La campagne des élections législatives du 28 avril s’est achevée vendredi soir. À Cotonou, en l’absence de l’opposition, la mobilisation n’a pas été au rendez-vous.
« Union progressiste : victoire ! », reprennent timidement quelques centaines de militants installés sur une place ensablée du quartier Xwalcodji-plage, dans la 15e circonscription électorale de Cotonou. Il vient de pleuvoir et le ciel est encore menaçant.
Face à eux, Delonix Kogblevi, la tête de liste de l’Union progressiste (UP), l’un des deux partis autorisés à participer aux élections législatives du 28 avril, tente d’haranguer la maigre foule. Ce vendredi 26 avril marque pourtant le dernier jour de la campagne. Traditionnellement à Cotonou, de grandes caravanes paradent dans toute la ville. Mais cette année, les défilés se seront fait plus discrets et n’auront pas mobilisé les foules habituelles.
À Cotonou, divisée en deux circonscriptions, neuf sièges de députés sont en jeu. Sur le terrain, pendant la campagne, la compétition entre l’Union progressiste et le Bloc républicain – ces deux nouveaux partis issus de la mouvance présidentielle -, s’est déroulée dans une ambiance bon enfant.
« La loi, c’est la loi »
Assis sur son scooter, Maxime assiste sans grand enthousiasme au meeting de son candidat, Delonix Kogblevi, un ancien de la Renaissance Bénin (RB). « Par rapport aux dernières élections, il n’y a pas vraiment de mobilisation. D’habitude, on voit les militants sortir, manifester leur joie. Cette année, les gens viennent plus par curiosité, sans grand engouement », concède ce décorateur aux cheveux grisonnants d’une cinquantaine d’années.
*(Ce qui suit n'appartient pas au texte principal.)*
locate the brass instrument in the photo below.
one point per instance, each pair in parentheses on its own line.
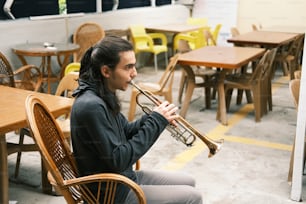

Jacques se joint à la conversation. Dans son imper rouge, il dit regretter la non-participation de l’opposition, mais défend la ligne de Patrice Talon. « Lorsque la loi sur les partis a été votée à l’Assemblée, tous les députés ont voté favorablement à l’exception d’un. L’opposition était donc favorable. Elle avait six mois pour se conformer. La loi, c’est la loi », estime-t-il.
Ce vendredi à Cotonou, l’opposition a fait profil bas. Ses dernières tentatives d’exprimer son mécontentement ont été tuées dans l’œuf. « Nous sommes traqués, certains de nos coordonnateurs ont été arrêtés », affirme l’un de ses leaders.
« La vague d’arrestations et de détentions qui ne fait que prendre de l’ampleur au Bénin suscite de vives inquiétudes, en particulier dans un contexte d’élections », a déclaré Amnesty International, le 26 avril dans un communiqué. L’organisation évoque la repression de trois « manifestations pacifiques » lors desquelles « les militaires et les policiers déployés portaient des armes à feux ».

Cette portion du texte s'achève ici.